A new study has found that drug treatment at a young age can reverse social impairments related to tuberous sclerosis, a condition related to Autism Spectrum Disorder (ASD). However, the same intervention was not found to be effective at an older age.
The research, published in the Journal of Cell Reports, sheds light on the crucial timing of therapy to improve social impairments in a condition associated with ASD.
Many of the hundreds of genes that likely regulate complex cognitive and neuropsychiatric behaviours in people with autism still remain a mystery. However, genetic disorders such as tuberous sclerosis complex, or TSC, are providing clues. Patients often have mutations in the TSC1 or TSC2 gene, and about half develop ASD.
The researchers, led by Peter Tsai, MD, PhD, at UT Southwestern Medical Center, used a mouse model in which the TSC1 gene is deleted in a region of the brain called the cerebellum.
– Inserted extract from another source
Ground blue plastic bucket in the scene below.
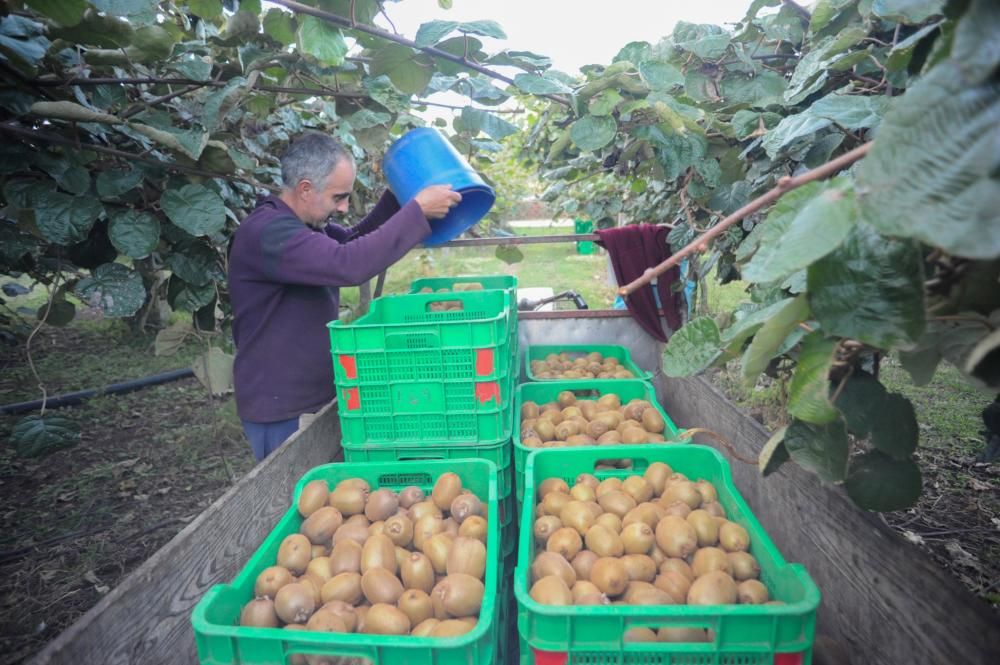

"There were several mouse models of TSC previously published, but they all had seizures and died early in life, making it difficult to study social cognition."That is one reason why we turned to knocking out the TSC1 gene only in cerebellar Purkinje cells, which have been implicated in autism. These mice have normal lifespans and do not develop seizures," said senior researcher Mustafa Sahin.
The new research fed off a previous study published in 2012. In that study, Sahin and colleagues treated the mutant mice starting in the first week of life with rapamycin, a drug approved by the FDA for brain tumours, kidney tumours and refractory epilepsy associated with TSC. They found that they could rescue both social deficits and repetitive behaviours.
But when a similar drug, everolimus, was tested in children with TSC, neurocognitive functioning and behaviour didn't significantly improve. Sahin and his colleagues wondered whether there was a specific developmental period during which treatment would be effective.
More From This Section
The new mouse study delineates not only the timeframe for effective rapamycin treatment of certain autism-relevant behaviours, but also some of the cellular, electrophysiological and anatomic mechanisms for these sensitive periods.
"We found that treatment initiated in young adulthood, at 6 weeks, rescued social behaviours, but not repetitive behaviours or cognitive inflexibility," added Sahin.
More importantly, neither the social deficits nor the repetitive behaviours responded when the treatment was started at 10 weeks.
Using advanced imaging, the researchers went on to show that the rescue of social behaviours correlates with reversal of specific MRI-based structural changes, cellular pathology and Purkinje cell excitability. Meanwhile, motor learning rescue appeared independent of Purkinje cell survival or rescue of cellular excitability.
Based on the mouse findings, Sahin is now seeking funds to test whether early treatment can improve a broad range of autistic-like behaviours in children with TSC. Specifically, he'll explore whether treatment as early as 12 to 24 months can help prevent both social deficits and repetitive inflexible behaviours. He hopes to see better results than in the earlier clinical trial, which involved children ages 6 to 21.